José Mujica blamed high politics for the extreme drought

José Mujica blamed high politics for the extreme drought

The ex-president Jose “Pepe” Mujica analyzed the drought that whips Uruguay for months and that has also hit several countries in the region and blamed “high politics” for failing to find a contingency plan for these phenomena.

“We continue with a drought, it has rained, but in no way is there deep accumulation in the slopes, in the water reserves,” said Mujica in dialogue with Radio 10 of Argentina.

The former president, who was Minister of Agriculture during the first presidency of tabare vazquezhighlighted that “this process of drought continues because the rains that have come are of little volume and I believe that the region continues with a drought in the deep sense of the term”, and questioned: “The big question is Will this be a temporary issue or are we facing a dramatic change? because in reality if we average the rainfall in a country over the last 3 years there is an average that has dropped enormously and it is no longer a season, it is an accumulation of less water in the soil and especially in the deeper layers of the traditional springs ”.
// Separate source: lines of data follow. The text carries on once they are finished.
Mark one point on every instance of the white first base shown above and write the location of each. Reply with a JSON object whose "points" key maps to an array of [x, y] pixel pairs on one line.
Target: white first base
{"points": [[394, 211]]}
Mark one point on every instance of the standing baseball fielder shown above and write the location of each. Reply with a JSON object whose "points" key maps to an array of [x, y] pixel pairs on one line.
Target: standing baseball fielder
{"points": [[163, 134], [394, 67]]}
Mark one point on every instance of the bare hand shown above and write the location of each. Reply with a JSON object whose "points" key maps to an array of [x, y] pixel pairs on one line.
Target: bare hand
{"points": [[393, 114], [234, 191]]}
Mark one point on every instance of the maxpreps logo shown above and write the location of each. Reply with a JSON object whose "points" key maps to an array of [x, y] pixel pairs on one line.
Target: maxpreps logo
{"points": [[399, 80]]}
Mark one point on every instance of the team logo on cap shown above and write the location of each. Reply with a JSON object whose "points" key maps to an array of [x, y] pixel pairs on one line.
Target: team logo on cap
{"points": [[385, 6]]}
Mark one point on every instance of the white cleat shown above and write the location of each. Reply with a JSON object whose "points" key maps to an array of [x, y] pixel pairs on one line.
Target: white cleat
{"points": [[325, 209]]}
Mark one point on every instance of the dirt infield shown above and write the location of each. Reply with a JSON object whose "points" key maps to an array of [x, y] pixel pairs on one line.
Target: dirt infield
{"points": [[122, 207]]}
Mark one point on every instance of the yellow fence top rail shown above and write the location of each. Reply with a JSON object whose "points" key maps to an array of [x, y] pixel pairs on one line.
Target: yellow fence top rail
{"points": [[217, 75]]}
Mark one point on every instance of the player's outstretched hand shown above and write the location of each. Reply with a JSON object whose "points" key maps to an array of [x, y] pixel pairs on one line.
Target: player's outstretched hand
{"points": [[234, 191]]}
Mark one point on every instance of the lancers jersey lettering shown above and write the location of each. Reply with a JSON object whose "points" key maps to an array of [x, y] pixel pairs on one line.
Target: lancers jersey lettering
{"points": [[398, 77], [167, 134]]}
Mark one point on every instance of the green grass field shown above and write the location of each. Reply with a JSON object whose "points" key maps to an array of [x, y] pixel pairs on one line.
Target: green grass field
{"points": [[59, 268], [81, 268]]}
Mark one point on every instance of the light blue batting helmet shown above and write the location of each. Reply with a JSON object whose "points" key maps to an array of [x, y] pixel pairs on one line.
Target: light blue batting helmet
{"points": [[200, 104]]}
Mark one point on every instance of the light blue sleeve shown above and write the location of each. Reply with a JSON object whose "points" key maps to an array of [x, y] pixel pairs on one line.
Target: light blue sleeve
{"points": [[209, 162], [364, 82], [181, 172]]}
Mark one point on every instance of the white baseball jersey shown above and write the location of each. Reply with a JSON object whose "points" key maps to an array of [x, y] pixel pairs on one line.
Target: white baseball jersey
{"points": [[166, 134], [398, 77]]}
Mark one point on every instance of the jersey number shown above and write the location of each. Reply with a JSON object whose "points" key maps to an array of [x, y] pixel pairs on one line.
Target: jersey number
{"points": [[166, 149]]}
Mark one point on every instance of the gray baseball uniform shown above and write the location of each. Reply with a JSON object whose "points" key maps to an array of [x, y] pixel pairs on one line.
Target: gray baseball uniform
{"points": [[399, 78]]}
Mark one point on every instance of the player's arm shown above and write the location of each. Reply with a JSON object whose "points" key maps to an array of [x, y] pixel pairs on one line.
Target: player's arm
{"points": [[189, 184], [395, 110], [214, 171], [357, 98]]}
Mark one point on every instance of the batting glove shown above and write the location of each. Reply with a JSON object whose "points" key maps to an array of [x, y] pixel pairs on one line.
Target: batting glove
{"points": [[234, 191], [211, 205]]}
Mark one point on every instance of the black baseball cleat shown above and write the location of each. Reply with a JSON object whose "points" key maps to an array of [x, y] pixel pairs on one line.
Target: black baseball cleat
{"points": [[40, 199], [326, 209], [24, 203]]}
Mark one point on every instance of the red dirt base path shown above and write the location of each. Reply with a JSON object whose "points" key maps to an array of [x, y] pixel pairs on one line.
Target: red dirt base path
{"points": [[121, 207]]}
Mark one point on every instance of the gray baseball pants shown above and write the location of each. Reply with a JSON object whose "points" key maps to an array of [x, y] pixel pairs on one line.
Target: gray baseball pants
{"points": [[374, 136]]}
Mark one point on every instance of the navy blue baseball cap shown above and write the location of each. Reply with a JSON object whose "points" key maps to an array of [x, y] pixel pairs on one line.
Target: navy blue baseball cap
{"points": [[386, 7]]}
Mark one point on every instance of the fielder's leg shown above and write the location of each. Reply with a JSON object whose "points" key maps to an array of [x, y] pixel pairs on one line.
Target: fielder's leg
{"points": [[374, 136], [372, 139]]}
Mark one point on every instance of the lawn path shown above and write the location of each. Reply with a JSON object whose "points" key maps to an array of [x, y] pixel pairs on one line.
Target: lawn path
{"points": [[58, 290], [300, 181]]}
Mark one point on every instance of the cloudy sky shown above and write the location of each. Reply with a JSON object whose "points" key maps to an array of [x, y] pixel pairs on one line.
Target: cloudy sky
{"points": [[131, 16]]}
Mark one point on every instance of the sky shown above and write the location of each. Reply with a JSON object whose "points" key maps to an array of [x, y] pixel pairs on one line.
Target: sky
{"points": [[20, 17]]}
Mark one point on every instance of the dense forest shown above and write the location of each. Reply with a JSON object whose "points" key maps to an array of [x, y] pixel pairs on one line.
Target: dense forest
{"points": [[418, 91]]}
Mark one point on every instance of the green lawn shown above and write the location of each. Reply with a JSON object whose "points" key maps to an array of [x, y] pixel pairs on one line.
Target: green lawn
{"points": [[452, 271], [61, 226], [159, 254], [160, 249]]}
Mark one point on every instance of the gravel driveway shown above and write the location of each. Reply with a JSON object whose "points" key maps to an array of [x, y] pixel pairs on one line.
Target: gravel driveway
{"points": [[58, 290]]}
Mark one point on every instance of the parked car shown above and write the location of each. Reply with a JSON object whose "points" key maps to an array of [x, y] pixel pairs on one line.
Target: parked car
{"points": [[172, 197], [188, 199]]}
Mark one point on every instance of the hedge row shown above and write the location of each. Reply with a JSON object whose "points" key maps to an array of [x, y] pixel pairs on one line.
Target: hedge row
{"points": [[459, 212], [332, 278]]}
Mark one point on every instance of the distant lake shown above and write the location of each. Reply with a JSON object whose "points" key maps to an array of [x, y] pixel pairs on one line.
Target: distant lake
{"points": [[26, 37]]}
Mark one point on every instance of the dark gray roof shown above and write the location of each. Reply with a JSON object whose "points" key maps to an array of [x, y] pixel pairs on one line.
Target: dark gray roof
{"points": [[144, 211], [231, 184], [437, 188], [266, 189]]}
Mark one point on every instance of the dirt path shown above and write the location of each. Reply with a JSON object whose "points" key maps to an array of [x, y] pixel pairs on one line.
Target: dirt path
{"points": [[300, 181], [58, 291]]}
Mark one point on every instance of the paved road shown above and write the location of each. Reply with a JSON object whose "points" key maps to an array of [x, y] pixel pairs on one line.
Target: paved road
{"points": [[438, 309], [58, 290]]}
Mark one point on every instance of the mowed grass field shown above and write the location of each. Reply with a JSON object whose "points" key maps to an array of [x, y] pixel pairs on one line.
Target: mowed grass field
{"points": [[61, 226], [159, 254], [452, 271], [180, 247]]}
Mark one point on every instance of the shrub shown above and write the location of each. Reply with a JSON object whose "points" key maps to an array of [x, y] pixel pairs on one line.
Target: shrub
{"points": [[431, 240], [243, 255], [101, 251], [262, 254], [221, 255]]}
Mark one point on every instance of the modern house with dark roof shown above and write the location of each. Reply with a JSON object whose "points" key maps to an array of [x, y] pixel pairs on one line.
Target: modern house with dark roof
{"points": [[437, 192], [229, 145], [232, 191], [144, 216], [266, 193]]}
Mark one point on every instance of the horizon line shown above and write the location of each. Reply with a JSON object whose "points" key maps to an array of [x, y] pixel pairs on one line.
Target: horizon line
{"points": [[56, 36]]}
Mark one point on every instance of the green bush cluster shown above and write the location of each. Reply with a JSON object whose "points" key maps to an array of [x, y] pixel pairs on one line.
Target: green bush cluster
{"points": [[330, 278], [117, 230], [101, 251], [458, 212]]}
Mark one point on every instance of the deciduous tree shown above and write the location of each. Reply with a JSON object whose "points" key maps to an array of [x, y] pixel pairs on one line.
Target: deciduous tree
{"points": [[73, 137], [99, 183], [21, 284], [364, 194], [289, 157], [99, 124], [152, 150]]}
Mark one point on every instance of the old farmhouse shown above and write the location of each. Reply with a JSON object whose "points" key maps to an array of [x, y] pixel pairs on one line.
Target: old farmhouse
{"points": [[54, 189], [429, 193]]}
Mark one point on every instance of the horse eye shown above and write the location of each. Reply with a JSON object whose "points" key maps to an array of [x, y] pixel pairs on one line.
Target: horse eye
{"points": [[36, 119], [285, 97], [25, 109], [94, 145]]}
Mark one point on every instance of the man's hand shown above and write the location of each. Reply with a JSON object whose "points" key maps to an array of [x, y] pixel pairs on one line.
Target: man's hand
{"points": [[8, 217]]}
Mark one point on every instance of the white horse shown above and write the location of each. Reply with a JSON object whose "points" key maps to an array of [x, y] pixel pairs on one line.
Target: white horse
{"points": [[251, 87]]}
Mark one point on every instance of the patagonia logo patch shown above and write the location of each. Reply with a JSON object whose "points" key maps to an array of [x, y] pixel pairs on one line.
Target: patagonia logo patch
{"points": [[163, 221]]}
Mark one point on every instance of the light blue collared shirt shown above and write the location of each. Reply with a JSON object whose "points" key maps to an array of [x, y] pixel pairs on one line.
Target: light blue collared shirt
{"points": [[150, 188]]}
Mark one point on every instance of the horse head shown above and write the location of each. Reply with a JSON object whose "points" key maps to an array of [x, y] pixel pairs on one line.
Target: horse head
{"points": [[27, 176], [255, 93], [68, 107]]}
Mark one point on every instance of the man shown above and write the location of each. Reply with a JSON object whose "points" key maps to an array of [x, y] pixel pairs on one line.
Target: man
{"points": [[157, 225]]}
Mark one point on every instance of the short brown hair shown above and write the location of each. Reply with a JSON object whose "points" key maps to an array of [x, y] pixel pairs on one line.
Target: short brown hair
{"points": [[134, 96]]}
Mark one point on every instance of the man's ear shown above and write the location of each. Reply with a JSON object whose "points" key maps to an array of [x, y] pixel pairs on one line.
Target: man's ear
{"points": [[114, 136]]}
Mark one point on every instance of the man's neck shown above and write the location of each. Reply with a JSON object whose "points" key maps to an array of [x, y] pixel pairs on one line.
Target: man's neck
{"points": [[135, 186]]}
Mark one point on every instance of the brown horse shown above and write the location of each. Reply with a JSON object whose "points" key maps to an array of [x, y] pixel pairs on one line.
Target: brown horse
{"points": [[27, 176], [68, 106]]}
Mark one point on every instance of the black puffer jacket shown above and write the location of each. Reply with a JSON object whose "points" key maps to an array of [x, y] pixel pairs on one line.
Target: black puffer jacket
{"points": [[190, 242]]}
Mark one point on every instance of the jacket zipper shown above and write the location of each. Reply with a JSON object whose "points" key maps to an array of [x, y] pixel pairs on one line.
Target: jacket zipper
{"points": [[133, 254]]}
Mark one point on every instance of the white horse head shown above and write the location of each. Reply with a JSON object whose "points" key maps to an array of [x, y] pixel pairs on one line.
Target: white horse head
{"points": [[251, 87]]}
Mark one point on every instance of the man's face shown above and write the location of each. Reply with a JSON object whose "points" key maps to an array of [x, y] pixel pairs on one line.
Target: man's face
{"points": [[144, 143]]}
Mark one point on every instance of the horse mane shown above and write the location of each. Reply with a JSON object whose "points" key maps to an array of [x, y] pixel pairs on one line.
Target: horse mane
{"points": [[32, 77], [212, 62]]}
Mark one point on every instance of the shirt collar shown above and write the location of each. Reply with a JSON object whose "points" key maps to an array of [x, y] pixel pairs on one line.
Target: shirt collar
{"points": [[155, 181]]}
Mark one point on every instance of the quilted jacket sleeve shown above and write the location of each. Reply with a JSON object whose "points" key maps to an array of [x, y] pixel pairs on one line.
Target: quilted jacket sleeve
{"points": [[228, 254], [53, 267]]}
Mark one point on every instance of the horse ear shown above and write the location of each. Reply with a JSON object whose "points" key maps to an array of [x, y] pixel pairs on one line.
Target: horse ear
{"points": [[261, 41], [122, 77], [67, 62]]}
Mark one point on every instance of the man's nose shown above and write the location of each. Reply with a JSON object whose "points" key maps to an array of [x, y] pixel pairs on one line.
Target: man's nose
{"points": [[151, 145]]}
“The most dramatic thing is that it seems that we are going to continue without reacting to these things, it is difficult for us to understand. We do not incorporate into our daily culture that humanity became a geological phenomenon that has an influence on the balance of the planet and that we are dramatically modifying everything and it seems that we do not have the intellectual courage to modify our behavior in relation to what is coming to us”, warned Mujica who, in the past, had already criticized the lack of actions policies regarding climate change.

The leader of the broad front He later recalled a trip he made as a minister together with Vázquez to New Zealandwhere they toured “an underground laboratory with a bunch of gigantic pots, each one with a plant or two and each one with a light, with a temperature” where they work on the adaptation of species to the change in temperature.

“It has been many years. I was relatively young. And I ask myself this question: the night is slipping away from us and very little or nothing has been done. Humanity is like arms crossed waiting I don’t know whathe mused.

“We have put nature to work against ourselves and we are not making an effort to even try to rise to the challenges ahead. Science has not failed high politics has failed that prioritizes anything except this one that has to do with sustaining life and the planet”, he stressed.